Note the type property with the displayName of "Build". That's how we identify build validations in amongst the other branch policies. If you'd like to filter the output down to just build validations on the command line, you can by mixing your curl with a little jq:

curl  --user '':'PERSONAL_ACCESS_TOKEN' --header "Content-Type: application/json" --header "Accept:application/json" https://dev.azure.com/{organisation}/{project}/_apis/policy/configurations?api-version=7.1-preview.1 | jq -c '.value[] | select(.type.displayName == "Build")'

Node.js API

If you'd like to achieve the same using TypeScript, you can. The Azure DevOps Client for Node.js provides an API and (in large part) the types.
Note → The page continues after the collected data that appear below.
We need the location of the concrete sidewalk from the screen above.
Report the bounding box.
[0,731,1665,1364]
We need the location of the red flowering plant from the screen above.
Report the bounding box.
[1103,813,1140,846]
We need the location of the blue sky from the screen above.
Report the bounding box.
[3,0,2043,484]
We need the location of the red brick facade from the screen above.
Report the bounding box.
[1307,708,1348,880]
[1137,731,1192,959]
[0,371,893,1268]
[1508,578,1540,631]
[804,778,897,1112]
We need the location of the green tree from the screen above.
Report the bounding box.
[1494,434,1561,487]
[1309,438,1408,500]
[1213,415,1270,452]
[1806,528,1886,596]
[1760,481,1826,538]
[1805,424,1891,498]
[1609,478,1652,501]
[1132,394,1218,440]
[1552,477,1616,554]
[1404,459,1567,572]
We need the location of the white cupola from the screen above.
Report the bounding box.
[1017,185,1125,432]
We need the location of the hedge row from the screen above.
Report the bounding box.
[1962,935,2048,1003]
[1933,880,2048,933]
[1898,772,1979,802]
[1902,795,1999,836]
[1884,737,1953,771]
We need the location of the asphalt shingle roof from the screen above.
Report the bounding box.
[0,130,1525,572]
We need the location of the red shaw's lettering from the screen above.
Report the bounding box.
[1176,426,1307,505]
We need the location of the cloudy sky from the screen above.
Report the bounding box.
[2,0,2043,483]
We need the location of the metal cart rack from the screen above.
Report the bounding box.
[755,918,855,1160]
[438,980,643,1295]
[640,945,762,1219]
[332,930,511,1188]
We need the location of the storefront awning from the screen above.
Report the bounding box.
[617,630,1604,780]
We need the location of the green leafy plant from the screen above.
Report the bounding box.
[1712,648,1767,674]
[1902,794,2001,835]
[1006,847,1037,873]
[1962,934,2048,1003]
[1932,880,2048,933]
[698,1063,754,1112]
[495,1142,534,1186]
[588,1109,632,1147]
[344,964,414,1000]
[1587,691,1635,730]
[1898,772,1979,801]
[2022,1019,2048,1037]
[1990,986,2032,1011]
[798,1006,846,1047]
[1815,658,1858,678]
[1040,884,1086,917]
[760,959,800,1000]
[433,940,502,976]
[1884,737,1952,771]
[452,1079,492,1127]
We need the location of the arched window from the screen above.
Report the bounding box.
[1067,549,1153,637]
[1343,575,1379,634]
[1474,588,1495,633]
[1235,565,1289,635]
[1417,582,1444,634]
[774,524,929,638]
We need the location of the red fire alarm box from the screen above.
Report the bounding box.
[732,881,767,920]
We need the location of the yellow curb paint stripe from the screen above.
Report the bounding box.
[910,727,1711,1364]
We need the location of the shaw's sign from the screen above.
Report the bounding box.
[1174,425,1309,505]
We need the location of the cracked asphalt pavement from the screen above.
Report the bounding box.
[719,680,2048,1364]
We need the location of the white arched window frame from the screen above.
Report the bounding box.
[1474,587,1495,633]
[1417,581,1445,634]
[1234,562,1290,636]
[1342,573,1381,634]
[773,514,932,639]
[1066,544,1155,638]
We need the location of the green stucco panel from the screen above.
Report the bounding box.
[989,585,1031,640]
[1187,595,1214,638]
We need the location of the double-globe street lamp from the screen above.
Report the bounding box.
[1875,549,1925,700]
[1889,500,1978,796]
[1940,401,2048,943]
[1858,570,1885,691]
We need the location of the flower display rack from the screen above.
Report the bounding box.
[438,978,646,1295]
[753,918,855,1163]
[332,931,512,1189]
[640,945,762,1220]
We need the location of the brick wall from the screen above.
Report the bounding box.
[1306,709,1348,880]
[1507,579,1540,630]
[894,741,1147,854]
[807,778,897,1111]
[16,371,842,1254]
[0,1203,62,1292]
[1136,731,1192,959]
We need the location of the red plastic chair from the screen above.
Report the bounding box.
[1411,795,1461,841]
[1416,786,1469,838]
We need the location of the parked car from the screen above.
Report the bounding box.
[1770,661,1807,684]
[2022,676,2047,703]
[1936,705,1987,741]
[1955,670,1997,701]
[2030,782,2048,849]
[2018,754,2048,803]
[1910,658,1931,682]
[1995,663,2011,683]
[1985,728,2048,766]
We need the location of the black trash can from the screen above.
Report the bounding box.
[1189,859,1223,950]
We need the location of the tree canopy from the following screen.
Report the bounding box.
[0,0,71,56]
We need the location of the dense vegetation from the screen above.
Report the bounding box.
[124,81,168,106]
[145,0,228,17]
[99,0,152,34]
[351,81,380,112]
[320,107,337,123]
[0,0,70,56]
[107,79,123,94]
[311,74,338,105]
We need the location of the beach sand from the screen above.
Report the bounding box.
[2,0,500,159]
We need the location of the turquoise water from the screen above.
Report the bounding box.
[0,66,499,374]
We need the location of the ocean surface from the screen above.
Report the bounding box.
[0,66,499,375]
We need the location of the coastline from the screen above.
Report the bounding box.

Let's obtain the build validations for a project in Node.js using the client:

import * as nodeApi from 'azure-devops-node-api';

interface BuildValidation {
buildDefinitionId: number | undefined;
name: string | undefined;
repositoryId: string | undefined;
}

async function getProjectBuildValidations(
projectId: string,
): Promise<BuildValidation[]> {
const authHandler = nodeApi.getPersonalAccessTokenHandler(
pat,
/** allowCrossOriginAuthentication */ true,
);

const webApi = new nodeApi.WebApi(orgUrl, authHandler);
const policyApi = await webApi.getPolicyApi();

const configurations = await policyApi.getPolicyConfigurations(projectId);

const buildValidations = configurations
.filter(
// we only want the build validations
(configuration) => configuration.type?.displayName === 'Build',
)
.map((configuration) => ({
// map down to a custom type
buildDefinitionId: configuration.settings.buildDefinitionId,
name: configuration.settings.displayName,
repositoryId:
configuration.settings.scope?.length > 0
? configuration.settings.scope[0].repositoryId
: undefined,
}));

return buildValidations;
}

The above getProjectBuildValidations function acquires build validations for a given project, and maps them into this custom type:

interface BuildValidation {
/** the id of the azure pipeline which is triggered by the build validation */
buildDefinitionId: number | undefined;
/** the name of the build validation */
name: string | undefined;
/** if a build validation is tied to a repository (probable) this is the repository id */
repositoryId: string | undefined;
}

Which leaves us with a delightfully strongly typed array of build validations!

Conclusion

This post has detailed what build validations are in Azure DevOps. It has also demonstrated how to query the Azure DevOps API for them using the command line and using Node.js.